HCl separation subsystem:
Magnesium oxide mixed additive ball, react in Reaktionsofen from the hydrogenchloride in potassium sulfate subsystem furnace gas and magnesium oxide ball, reaction formula is: 2HCl+MgO=MgCl
2+ H
2o, the magnesium oxide ball after reacting enters high pure magnesium chloride subsystem, and isolating the furnace gas after hydrogenchloride is ammonia, and ammonia enters light magnesium oxide subsystem.
High pure magnesium chloride subsystem:
Pulverize from the magnesium oxide ball crusher after the reacting of HCl separation subsystem, add hot water dissolving's magnesium chloride, after filtration, the magnesium oxide slag solid produced enters saltpetre subsystem, liquid chlorine magnesium through refining, evaporation concentration, crystallization, centrifuge dehydration, dry, be packaged to be finished product high pure magnesium chloride.
Saltpetre subsystem:
Solid oxidation magnesium slag from high pure magnesium chloride subsystem adds dust technology and appropriate water and reacts in a kettle. and discharge a large amount of heat, and reaction formula is: MgO+ 2HNO
3=Mg(NO
3)
2+ H
2o, then add Repone K and react further, reaction formula is: Mg(NO
3)
2+ 2KCl=2KNO
3+ MgCl
2, after filtration, filtrate adds the refining rear decrease temperature crystalline of additive, centrifuge dehydration, and liquid chlorine magnesium enters light magnesium oxide subsystem, and solid is through drying, being packaged to be finished product saltpetre.

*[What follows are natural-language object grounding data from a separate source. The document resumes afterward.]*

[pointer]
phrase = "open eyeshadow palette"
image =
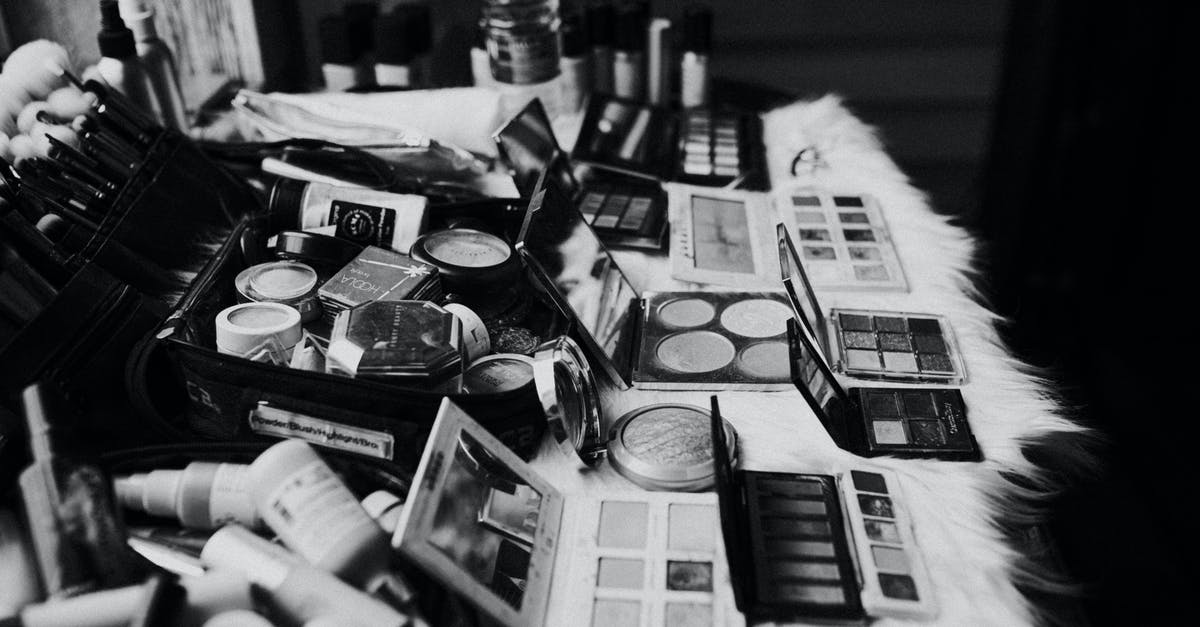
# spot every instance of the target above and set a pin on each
(726, 237)
(624, 210)
(882, 345)
(666, 340)
(816, 547)
(701, 147)
(486, 525)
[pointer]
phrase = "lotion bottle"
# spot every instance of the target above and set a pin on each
(157, 63)
(203, 495)
(306, 503)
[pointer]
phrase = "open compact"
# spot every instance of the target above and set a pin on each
(665, 340)
(882, 345)
(487, 526)
(624, 210)
(660, 447)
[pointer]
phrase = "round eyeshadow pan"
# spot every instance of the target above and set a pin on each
(695, 351)
(687, 312)
(756, 318)
(765, 360)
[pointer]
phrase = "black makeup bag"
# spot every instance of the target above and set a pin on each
(187, 390)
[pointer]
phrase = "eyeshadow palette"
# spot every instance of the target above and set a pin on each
(701, 147)
(843, 239)
(623, 210)
(666, 340)
(895, 581)
(487, 526)
(880, 345)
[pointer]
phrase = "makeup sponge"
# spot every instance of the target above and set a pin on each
(29, 67)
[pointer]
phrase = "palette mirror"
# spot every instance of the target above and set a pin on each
(661, 340)
(486, 525)
(880, 345)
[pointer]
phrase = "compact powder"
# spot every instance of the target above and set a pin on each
(766, 359)
(695, 351)
(687, 312)
(756, 318)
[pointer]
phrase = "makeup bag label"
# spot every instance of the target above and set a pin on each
(281, 423)
(363, 222)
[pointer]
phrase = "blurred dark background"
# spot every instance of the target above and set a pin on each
(1054, 130)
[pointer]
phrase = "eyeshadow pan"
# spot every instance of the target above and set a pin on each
(892, 560)
(924, 326)
(863, 359)
(623, 524)
(927, 433)
(881, 531)
(621, 573)
(918, 405)
(859, 339)
(805, 201)
(875, 506)
(929, 344)
(795, 569)
(858, 234)
(855, 322)
(847, 201)
(690, 527)
(894, 341)
(889, 433)
(869, 482)
(609, 611)
(799, 548)
(689, 615)
(898, 586)
(792, 506)
(691, 577)
(882, 405)
(900, 362)
(820, 595)
(935, 363)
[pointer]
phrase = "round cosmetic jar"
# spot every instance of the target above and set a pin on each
(287, 282)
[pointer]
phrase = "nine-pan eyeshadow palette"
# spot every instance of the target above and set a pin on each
(843, 239)
(899, 346)
(895, 581)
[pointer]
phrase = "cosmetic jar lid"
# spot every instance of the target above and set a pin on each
(666, 447)
(316, 249)
(243, 327)
(466, 256)
(569, 398)
(497, 374)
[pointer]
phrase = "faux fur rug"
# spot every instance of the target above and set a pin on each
(957, 507)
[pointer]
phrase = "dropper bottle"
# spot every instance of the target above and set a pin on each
(119, 65)
(157, 63)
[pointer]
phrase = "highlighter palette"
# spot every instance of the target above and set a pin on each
(895, 581)
(843, 240)
(487, 526)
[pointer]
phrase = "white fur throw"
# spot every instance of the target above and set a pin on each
(955, 506)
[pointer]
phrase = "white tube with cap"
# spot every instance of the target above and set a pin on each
(299, 591)
(203, 495)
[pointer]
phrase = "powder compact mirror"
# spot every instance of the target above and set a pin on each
(881, 345)
(487, 526)
(664, 340)
(659, 447)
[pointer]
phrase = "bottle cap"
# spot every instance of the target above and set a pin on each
(115, 40)
(697, 29)
(335, 46)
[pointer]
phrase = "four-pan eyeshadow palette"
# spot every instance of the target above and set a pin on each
(895, 581)
(487, 526)
(843, 239)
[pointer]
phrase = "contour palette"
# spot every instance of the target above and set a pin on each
(487, 526)
(843, 239)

Light magnesium oxide subsystem:
React to obtain sodium-chlor and magnesiumcarbonate in a kettle. from the magnesium chloride solution of saltpetre subsystem and sodium carbonate, reaction formula is: MgCl
2+ Na
2cO
3=2NaCl+MgCO
3the main sodium chloride-containing of liquid, solid sodium chloride is obtained through evaporation concentration, use as systemic circulation, solid carbonic acid magnesium is through centrifuge dehydration, obtain finished light magnesium oxide at roasting kiln roasting, the ammonia from HCl separation subsystem passes through to react in a kettle. with the sodium-chlor used as systemic circulation with from the carbonic acid gas of magnesiumcarbonate stoving oven and sodium bicarbonate stoving oven, and reaction formula is: NaCl+NH
3+ CO
2+ H
2o=NH
4cl+NaHCO
3, after reaction, liquid chlorine ammonium enters ammonium chloride subsystem, and solid sodium bicarbonate obtains sodium carbonate through stoving oven roasting, and reaction formula is: 2NaHCO
3=Na
2cO
3+ CO
2+ H
2o.
Ammonium chloride subsystem:
Ammonium chloride liquid from light magnesium oxide subsystem obtains finished product ammonium chloride through evaporation concentration, centrifuge dehydration, drying and packaging.
Nitrogen potassic-magnesian fertilizer subsystem:
From the solid filter residue of saltpetre subsystem, directly packaging is sold as commodity nitrogen potassic-magnesian fertilizer.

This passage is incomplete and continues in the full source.